Applications of Structural Equation Modeling in Social Work Research

CHUNG-KWON LEE
School of Social Work
UNC-Chapel Hill
301 Pittsboro Street, CB# 3550
Chapel Hill NC 27599-3550
Phone: 919-843-2624
Email: cklee@email.unc.edu
 
Purpose: Structural equation modeling (SEM) techniques are widely used in social work research to examine dependency relations in multivariate data and the adequacy of the measurement of latent constructs. The purpose of this study is to review how structural equation models with latent variables have been used in social work research, focusing on research topics and principles of SEM analysis.

Methods: To examine the applications of SEM in social work research, 51 journal articles were reviewed by research topic and type of SEM analysis. Also, the following SEM principles were evaluated in each article: model specification, data screening, identification, estimation, model evaluation, and model modification.

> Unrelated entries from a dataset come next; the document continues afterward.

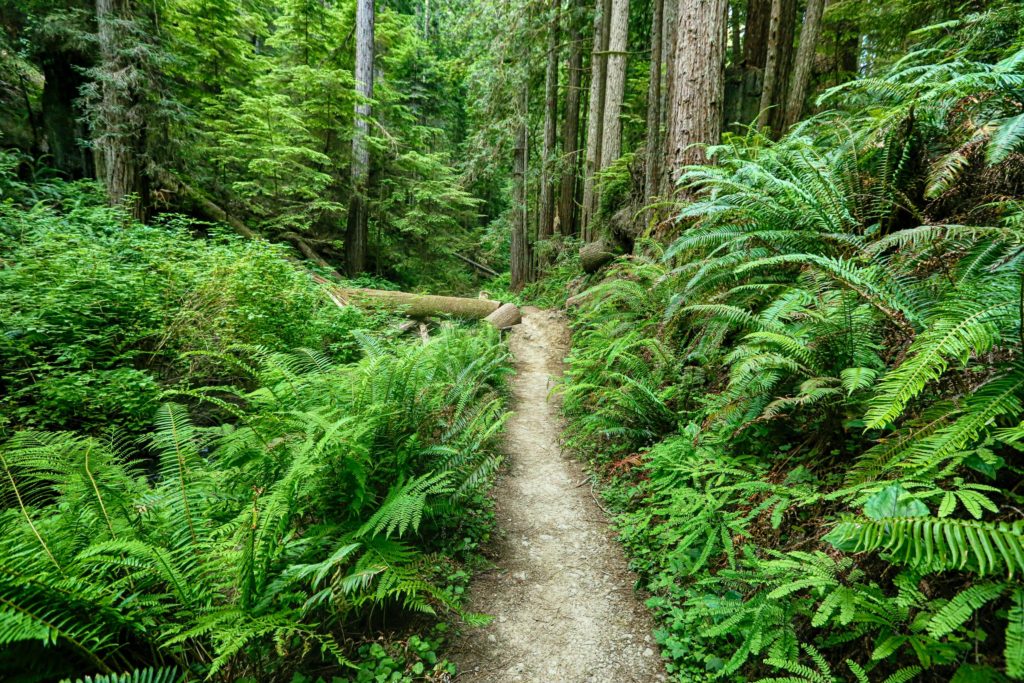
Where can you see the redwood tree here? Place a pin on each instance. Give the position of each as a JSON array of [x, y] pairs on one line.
[[570, 129], [357, 235], [697, 81]]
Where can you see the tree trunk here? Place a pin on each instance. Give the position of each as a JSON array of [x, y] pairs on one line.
[[546, 226], [698, 81], [505, 316], [652, 172], [595, 117], [570, 131], [357, 235], [519, 251], [611, 129], [595, 254], [809, 35], [61, 128], [771, 65], [756, 35], [786, 39], [735, 50], [119, 122]]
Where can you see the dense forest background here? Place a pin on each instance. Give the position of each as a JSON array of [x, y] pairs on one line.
[[790, 236]]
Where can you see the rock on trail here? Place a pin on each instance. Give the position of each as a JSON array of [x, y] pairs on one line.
[[560, 592]]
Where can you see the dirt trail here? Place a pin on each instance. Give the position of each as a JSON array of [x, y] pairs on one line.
[[561, 594]]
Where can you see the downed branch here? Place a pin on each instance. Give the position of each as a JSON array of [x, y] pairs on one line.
[[479, 266], [417, 305]]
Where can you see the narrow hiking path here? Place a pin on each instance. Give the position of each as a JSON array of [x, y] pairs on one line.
[[560, 592]]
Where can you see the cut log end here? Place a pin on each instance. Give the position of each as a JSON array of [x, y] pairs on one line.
[[505, 316]]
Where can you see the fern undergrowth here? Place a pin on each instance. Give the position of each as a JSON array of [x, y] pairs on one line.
[[808, 407]]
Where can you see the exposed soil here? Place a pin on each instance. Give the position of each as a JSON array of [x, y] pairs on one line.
[[560, 593]]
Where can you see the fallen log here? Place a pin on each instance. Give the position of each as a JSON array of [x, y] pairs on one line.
[[417, 305], [594, 255], [505, 316]]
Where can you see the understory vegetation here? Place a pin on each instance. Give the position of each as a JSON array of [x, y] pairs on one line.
[[807, 404], [210, 470]]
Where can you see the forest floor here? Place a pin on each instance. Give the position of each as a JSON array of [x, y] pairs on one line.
[[560, 592]]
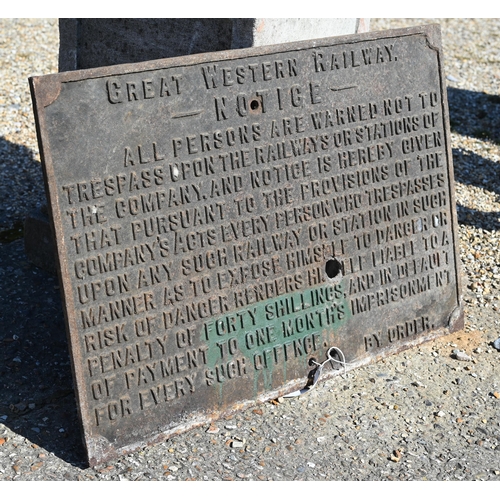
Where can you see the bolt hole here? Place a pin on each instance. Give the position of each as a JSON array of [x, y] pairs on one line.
[[333, 268], [254, 104]]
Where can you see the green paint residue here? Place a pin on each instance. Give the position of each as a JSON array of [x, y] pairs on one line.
[[262, 338]]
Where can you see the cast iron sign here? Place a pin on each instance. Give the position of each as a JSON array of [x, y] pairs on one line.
[[224, 219]]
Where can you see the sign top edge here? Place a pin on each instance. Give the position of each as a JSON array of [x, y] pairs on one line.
[[433, 31]]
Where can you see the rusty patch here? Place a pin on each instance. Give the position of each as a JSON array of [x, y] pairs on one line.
[[223, 219]]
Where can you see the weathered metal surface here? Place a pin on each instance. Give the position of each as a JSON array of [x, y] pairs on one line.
[[222, 219]]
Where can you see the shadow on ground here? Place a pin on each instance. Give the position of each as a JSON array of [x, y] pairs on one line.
[[36, 390]]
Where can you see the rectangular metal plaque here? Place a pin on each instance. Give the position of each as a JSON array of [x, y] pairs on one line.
[[224, 219]]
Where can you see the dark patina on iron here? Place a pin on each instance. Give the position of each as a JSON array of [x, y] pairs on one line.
[[224, 220]]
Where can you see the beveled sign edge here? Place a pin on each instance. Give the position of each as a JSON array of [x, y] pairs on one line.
[[45, 90]]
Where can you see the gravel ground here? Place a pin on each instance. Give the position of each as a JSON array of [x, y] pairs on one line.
[[419, 415]]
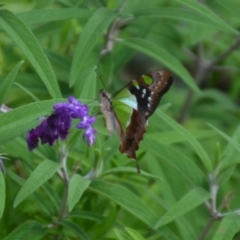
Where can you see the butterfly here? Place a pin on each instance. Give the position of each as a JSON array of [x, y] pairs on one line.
[[128, 110]]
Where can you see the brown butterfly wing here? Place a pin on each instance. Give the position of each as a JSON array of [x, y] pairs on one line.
[[148, 96]]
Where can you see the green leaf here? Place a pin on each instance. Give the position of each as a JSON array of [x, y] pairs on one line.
[[125, 199], [77, 186], [189, 137], [91, 33], [40, 175], [189, 15], [19, 120], [28, 231], [235, 144], [28, 43], [37, 197], [161, 55], [88, 90], [207, 13], [47, 15], [121, 235], [2, 193], [5, 86], [190, 201], [134, 234], [182, 163], [75, 229], [229, 226], [130, 170]]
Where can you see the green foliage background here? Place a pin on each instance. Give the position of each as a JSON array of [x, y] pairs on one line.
[[189, 185]]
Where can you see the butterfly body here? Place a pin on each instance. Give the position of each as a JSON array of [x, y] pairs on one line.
[[141, 96]]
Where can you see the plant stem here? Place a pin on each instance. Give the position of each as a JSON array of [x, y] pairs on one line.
[[64, 175], [63, 158], [206, 229]]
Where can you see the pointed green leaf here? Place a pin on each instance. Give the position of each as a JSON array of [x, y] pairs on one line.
[[189, 15], [19, 120], [28, 43], [189, 137], [161, 55], [28, 231], [182, 163], [130, 170], [91, 33], [47, 15], [37, 197], [40, 175], [2, 193], [7, 83], [190, 201], [77, 186], [75, 229], [207, 13], [134, 234], [235, 144], [229, 226], [121, 235], [125, 199]]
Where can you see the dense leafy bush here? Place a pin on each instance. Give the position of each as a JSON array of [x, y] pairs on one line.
[[189, 182]]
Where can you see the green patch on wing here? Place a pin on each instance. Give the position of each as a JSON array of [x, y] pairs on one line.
[[123, 105], [148, 80]]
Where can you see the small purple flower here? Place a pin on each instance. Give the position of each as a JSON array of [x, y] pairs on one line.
[[57, 125]]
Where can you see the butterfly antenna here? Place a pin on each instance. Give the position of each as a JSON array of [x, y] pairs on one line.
[[100, 77]]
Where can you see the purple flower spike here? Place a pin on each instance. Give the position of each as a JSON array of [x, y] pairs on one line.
[[57, 125], [89, 135]]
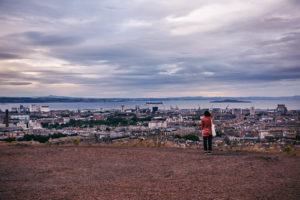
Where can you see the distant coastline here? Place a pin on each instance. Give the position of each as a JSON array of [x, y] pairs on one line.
[[230, 101], [60, 99]]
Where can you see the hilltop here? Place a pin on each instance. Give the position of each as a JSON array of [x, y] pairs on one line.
[[94, 172]]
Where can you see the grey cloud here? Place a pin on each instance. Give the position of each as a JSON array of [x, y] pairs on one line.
[[258, 49], [5, 56]]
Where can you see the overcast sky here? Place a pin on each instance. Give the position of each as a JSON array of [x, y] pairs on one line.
[[155, 48]]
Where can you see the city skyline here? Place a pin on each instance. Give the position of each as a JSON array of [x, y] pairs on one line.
[[140, 48]]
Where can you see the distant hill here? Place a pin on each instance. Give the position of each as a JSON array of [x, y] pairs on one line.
[[56, 99]]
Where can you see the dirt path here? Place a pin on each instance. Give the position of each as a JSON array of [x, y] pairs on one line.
[[145, 173]]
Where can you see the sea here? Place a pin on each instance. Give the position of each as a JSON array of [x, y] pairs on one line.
[[181, 104]]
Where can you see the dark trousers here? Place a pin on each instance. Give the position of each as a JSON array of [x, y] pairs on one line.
[[207, 140]]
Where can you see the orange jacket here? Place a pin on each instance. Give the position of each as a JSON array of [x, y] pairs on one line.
[[206, 126]]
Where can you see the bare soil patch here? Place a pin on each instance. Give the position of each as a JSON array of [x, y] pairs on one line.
[[92, 172]]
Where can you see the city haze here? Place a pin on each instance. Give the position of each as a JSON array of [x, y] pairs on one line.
[[108, 49]]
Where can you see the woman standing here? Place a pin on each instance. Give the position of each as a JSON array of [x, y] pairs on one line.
[[206, 132]]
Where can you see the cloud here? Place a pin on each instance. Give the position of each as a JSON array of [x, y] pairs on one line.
[[142, 48]]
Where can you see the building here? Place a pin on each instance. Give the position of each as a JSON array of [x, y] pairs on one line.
[[252, 111], [281, 108], [20, 117], [34, 108], [263, 133], [157, 124], [45, 109], [154, 109]]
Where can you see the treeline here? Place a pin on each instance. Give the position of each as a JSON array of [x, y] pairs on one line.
[[38, 138], [111, 121]]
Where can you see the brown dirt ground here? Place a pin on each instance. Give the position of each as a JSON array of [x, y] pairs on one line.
[[93, 172]]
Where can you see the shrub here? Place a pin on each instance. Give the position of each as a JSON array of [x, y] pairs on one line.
[[8, 139], [191, 137], [288, 149], [77, 141]]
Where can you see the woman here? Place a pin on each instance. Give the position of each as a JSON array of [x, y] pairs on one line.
[[206, 132]]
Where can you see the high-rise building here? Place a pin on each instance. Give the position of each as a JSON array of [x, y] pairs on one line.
[[281, 108], [154, 109], [33, 108], [252, 111], [45, 109], [6, 118]]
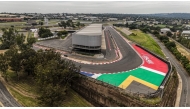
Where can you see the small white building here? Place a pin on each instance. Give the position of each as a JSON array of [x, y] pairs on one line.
[[165, 30], [33, 30], [186, 34]]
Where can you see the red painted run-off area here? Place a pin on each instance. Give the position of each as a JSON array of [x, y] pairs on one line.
[[151, 61]]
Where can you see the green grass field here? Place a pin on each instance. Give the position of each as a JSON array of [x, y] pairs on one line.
[[25, 92], [162, 26], [144, 40]]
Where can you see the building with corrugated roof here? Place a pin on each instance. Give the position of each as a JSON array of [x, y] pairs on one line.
[[89, 38], [165, 30], [186, 34]]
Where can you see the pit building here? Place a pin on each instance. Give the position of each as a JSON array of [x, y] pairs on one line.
[[89, 38]]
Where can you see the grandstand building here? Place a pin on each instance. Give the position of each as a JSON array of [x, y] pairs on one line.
[[89, 38]]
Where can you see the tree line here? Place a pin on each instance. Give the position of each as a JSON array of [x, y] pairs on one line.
[[51, 73]]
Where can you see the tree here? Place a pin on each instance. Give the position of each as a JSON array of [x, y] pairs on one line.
[[8, 38], [126, 25], [62, 24], [78, 24], [53, 77], [41, 23], [3, 65], [169, 34]]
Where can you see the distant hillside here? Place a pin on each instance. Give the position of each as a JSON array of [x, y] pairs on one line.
[[169, 15]]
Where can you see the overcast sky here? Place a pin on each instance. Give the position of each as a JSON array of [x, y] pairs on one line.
[[129, 7]]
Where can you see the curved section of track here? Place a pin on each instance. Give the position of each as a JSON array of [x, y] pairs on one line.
[[129, 61]]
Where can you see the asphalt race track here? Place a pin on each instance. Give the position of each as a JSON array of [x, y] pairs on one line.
[[137, 71]]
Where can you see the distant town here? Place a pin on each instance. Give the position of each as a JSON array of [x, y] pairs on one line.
[[88, 60]]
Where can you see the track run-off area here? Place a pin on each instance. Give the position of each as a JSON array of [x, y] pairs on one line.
[[137, 70]]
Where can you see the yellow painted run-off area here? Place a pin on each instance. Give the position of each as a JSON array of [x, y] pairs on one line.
[[130, 79]]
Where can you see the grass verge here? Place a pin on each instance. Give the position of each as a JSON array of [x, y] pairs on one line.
[[23, 100], [25, 92], [75, 100], [152, 101], [144, 40]]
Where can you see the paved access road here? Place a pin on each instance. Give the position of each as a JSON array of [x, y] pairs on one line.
[[6, 99], [185, 96]]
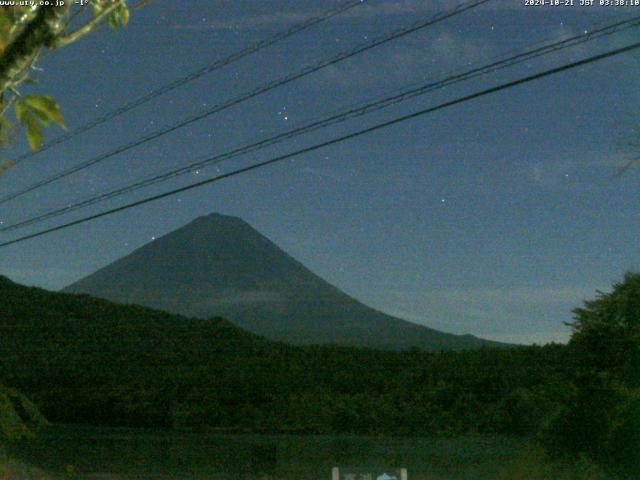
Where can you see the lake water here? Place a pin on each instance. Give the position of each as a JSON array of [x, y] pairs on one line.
[[151, 454]]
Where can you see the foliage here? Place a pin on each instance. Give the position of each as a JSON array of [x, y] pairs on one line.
[[26, 33], [600, 416], [96, 362]]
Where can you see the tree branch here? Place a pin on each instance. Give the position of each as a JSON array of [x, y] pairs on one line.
[[40, 32]]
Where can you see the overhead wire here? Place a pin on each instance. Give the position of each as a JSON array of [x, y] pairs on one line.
[[461, 8], [339, 117], [340, 139], [168, 87]]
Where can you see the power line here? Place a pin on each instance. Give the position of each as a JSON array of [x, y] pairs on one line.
[[260, 90], [218, 64], [350, 113], [334, 141]]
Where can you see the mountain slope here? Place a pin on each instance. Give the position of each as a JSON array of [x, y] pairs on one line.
[[220, 266]]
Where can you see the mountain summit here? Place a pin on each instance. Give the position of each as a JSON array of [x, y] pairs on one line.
[[219, 265]]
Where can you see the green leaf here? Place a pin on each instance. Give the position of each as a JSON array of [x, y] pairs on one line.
[[124, 15], [45, 108], [21, 111]]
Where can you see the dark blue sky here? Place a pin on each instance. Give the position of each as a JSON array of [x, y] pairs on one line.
[[495, 217]]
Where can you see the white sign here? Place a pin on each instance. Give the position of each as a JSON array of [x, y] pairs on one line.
[[378, 474]]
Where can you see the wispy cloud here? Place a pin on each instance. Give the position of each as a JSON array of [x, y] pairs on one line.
[[528, 314]]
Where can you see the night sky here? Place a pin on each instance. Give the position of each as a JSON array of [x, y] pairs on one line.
[[495, 217]]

Results: Across 51 journal articles, 24% dealt with children and youth; 20% dealt with substance/alcohol abuse; 16% dealt with mental health; 12% dealt with family issues; 9% dealt with social economic development; 8% dealt with health; 6% dealt with aging; and 5% dealt with minority issues. Across the same journal articles, 22% used confirmatory factor analyses and 78% used full models that combined measurement and structural models. Further, 18% used longitudinal data and 10% used multiple group comparison. Although most articles presented the above principles, several articles missed explanations about data screening and rationale for model modification, which left the reader questioning the validity of the results.

Implications: SEM analyses have provided comprehensive approaches to estimate the impacts of psychosocial factors in social work research. In terms of quantitative methodology, guidance for adequate applications of SEM analyses is necessary to help researchers confirm and develop theoretical models in social work.